Let $\sigma_g: X \to X,\hspace{1mm} x \mapsto g \ast x$. The resulting function $\rho: G \to \text{Sym}(X),\hspace{1mm} g \mapsto \sigma_g$ is called the permutation representation of the action of $G$ on $X$.
Prove that $\ker(\rho) = \bigcap_{x \in X} stab_G(x) = \{g \in G: g \ast x = x \text{ for every } x \in X \}$
Assume that $a \in \bigcap_{x \in X} stab_G(x)$ and let $x \in X$. Then $a \ast x = x$ for all $x \in X$. The corresponding permutation is $\sigma_a(x) = a \ast x = x$, which is the identity permutation in $\text{Sym}(X).$ Therefore $\rho(a) = \sigma_a = 1$, which means that $a \in \ker(\rho)$. Thus $ \bigcap_{x \in X} stab_G(x) \subseteq \ker(\rho)$.

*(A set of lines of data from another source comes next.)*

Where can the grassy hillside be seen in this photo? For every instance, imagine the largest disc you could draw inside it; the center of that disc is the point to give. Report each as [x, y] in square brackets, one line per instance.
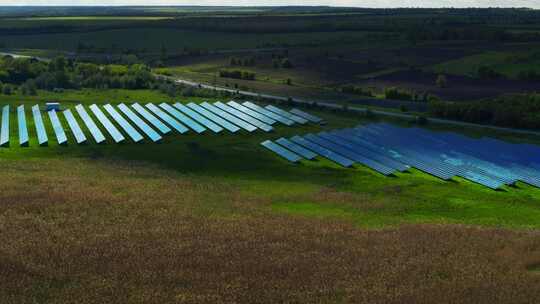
[197, 218]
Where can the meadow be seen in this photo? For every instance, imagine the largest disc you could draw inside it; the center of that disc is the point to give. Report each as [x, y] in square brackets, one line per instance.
[219, 219]
[194, 214]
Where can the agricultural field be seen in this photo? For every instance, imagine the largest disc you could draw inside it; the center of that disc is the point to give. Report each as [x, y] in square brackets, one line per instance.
[217, 218]
[96, 211]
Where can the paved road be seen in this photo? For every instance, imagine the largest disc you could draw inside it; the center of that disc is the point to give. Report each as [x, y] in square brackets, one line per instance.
[352, 108]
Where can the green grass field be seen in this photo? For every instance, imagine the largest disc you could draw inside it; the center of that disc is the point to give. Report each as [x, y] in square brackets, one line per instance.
[409, 198]
[197, 217]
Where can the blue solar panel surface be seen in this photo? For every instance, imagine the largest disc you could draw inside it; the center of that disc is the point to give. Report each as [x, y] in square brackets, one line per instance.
[307, 116]
[213, 117]
[305, 153]
[279, 150]
[23, 128]
[40, 127]
[4, 133]
[198, 117]
[183, 118]
[232, 119]
[111, 129]
[175, 124]
[286, 114]
[151, 118]
[388, 162]
[74, 126]
[124, 124]
[268, 113]
[350, 154]
[252, 121]
[151, 133]
[57, 127]
[90, 124]
[250, 112]
[342, 160]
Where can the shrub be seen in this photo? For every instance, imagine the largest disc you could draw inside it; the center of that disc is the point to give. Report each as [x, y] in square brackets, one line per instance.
[441, 81]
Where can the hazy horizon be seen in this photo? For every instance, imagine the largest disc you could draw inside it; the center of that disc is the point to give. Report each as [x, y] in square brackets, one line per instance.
[338, 3]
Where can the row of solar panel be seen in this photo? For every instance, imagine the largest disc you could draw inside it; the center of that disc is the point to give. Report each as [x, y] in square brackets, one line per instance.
[388, 149]
[152, 121]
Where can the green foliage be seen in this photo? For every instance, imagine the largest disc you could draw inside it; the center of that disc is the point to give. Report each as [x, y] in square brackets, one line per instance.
[237, 74]
[486, 72]
[356, 90]
[442, 81]
[398, 94]
[63, 73]
[7, 89]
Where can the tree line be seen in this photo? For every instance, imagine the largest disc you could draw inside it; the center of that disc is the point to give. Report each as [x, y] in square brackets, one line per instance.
[62, 73]
[515, 111]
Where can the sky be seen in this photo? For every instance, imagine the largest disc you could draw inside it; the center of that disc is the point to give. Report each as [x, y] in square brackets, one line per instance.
[352, 3]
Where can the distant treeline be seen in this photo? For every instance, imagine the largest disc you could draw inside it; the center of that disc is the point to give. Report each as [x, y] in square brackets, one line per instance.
[61, 73]
[421, 24]
[516, 111]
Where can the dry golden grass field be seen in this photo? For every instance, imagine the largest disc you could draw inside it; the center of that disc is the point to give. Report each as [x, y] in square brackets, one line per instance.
[217, 219]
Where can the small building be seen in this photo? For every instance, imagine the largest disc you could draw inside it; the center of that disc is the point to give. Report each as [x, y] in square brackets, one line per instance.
[52, 106]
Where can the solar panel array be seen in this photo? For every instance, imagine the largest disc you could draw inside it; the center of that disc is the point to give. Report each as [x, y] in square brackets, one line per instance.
[389, 149]
[137, 123]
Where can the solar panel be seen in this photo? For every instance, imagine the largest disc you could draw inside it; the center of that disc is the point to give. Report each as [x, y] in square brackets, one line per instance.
[90, 124]
[231, 118]
[113, 131]
[151, 118]
[57, 127]
[305, 153]
[124, 124]
[270, 114]
[198, 117]
[74, 126]
[350, 154]
[251, 113]
[40, 128]
[243, 116]
[23, 129]
[339, 159]
[307, 116]
[286, 114]
[288, 155]
[213, 117]
[4, 133]
[167, 118]
[183, 118]
[153, 135]
[351, 145]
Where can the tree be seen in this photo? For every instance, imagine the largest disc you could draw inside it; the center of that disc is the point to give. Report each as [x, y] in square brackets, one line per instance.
[7, 89]
[286, 63]
[441, 81]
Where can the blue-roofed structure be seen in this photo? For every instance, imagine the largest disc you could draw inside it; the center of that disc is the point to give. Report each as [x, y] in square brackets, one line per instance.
[74, 126]
[23, 128]
[40, 127]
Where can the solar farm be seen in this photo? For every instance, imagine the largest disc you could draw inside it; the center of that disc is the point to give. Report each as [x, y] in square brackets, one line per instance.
[388, 149]
[147, 123]
[382, 147]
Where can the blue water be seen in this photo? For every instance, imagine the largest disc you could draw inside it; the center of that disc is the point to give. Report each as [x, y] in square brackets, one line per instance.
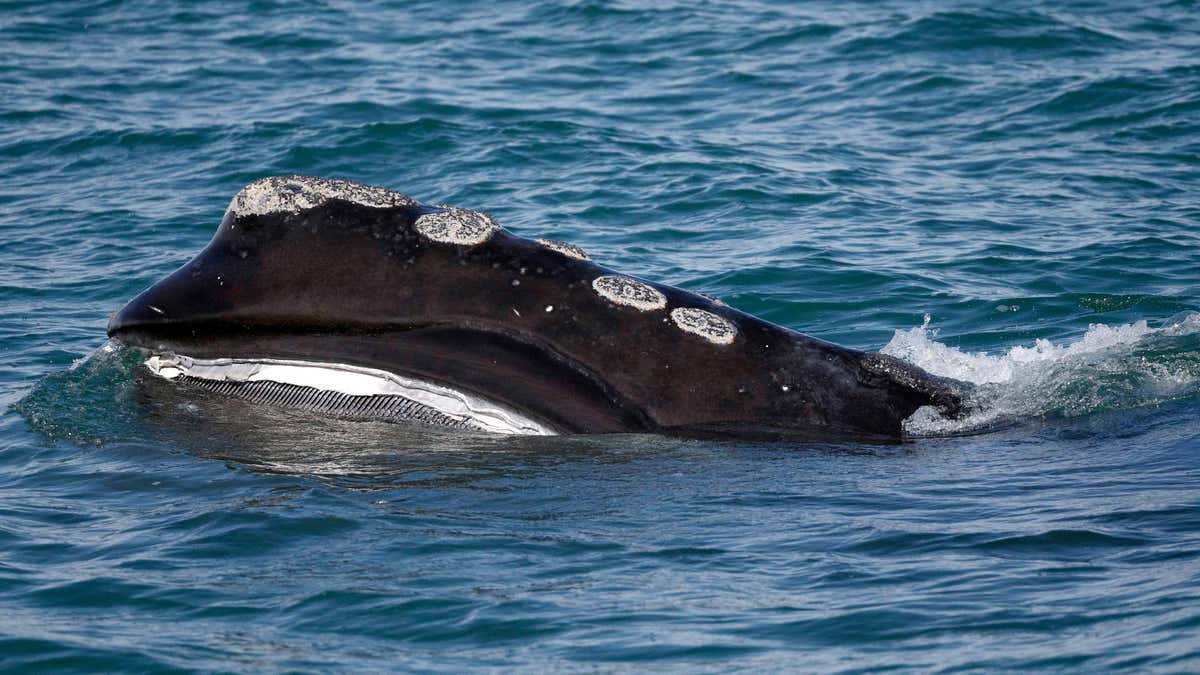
[1007, 193]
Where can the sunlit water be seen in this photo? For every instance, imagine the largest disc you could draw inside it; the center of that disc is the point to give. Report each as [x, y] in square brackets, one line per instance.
[1001, 193]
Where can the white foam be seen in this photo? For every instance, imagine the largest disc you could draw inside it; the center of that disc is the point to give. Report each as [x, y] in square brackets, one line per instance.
[1109, 366]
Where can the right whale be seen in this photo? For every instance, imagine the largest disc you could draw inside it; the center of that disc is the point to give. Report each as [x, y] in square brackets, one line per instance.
[360, 302]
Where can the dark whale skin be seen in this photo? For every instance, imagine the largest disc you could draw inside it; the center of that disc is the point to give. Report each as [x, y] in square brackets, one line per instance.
[514, 321]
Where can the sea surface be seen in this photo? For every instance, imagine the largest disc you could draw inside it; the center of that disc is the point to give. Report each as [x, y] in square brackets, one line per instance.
[1002, 192]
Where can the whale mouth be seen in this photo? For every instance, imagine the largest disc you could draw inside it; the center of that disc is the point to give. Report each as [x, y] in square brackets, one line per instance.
[343, 390]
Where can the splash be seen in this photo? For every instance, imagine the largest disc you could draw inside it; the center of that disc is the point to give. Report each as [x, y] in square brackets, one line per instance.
[1108, 368]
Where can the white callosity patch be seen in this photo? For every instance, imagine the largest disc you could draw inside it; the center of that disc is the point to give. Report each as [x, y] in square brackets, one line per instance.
[705, 323]
[294, 193]
[569, 250]
[479, 412]
[1108, 368]
[629, 292]
[456, 226]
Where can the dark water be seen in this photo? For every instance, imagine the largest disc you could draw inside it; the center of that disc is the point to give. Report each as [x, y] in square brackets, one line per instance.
[1025, 174]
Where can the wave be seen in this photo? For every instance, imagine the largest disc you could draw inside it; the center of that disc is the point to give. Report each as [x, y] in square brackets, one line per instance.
[1108, 368]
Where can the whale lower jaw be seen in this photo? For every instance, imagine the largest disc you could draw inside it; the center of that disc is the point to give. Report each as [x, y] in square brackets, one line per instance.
[345, 390]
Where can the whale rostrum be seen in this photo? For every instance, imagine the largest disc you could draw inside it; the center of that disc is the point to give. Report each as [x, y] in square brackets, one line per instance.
[363, 302]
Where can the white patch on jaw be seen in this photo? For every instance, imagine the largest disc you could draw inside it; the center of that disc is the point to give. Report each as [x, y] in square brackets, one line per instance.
[294, 193]
[707, 324]
[357, 381]
[629, 292]
[569, 250]
[456, 226]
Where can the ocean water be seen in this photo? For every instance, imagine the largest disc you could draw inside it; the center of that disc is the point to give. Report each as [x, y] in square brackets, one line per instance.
[1006, 193]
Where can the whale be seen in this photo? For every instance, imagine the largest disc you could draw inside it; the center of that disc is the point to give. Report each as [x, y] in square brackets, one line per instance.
[355, 300]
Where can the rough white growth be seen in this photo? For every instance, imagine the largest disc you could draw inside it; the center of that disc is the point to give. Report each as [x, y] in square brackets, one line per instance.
[705, 323]
[357, 381]
[294, 193]
[629, 292]
[456, 226]
[569, 250]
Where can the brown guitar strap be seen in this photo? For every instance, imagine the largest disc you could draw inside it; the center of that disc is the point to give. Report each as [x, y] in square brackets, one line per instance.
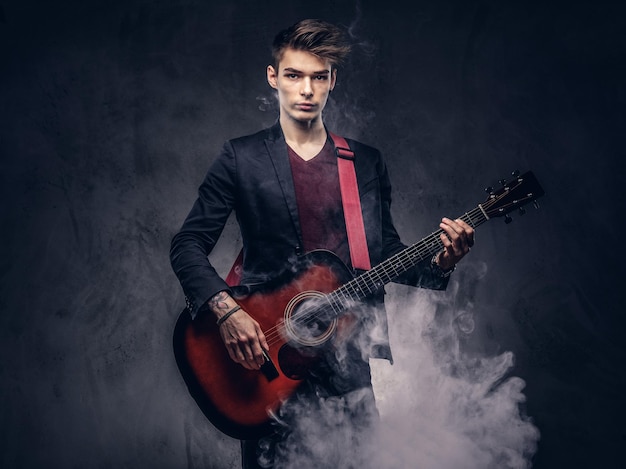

Now let $a \in \ker(\rho)$. Then $\rho(a) = 1$ and $\sigma_a = 1: X \to X, x \mapsto a \ast x = x$ for every $x \in X$ (Equivalently, $\sigma_a(x) = x$ for all $x \in X$). This implies that $a \in \bigcap_{x \in X} stab_G(x).$ Thus $\ker(\rho) \subseteq \bigcap_{x \in X} stab_G(x).$ Combined with the fact that $\bigcap_{x \in X} stab_G(x) \subseteq \ker(\rho)$, it follows that $\ker(\rho) = \bigcap_{x \in X} stab_G(x)$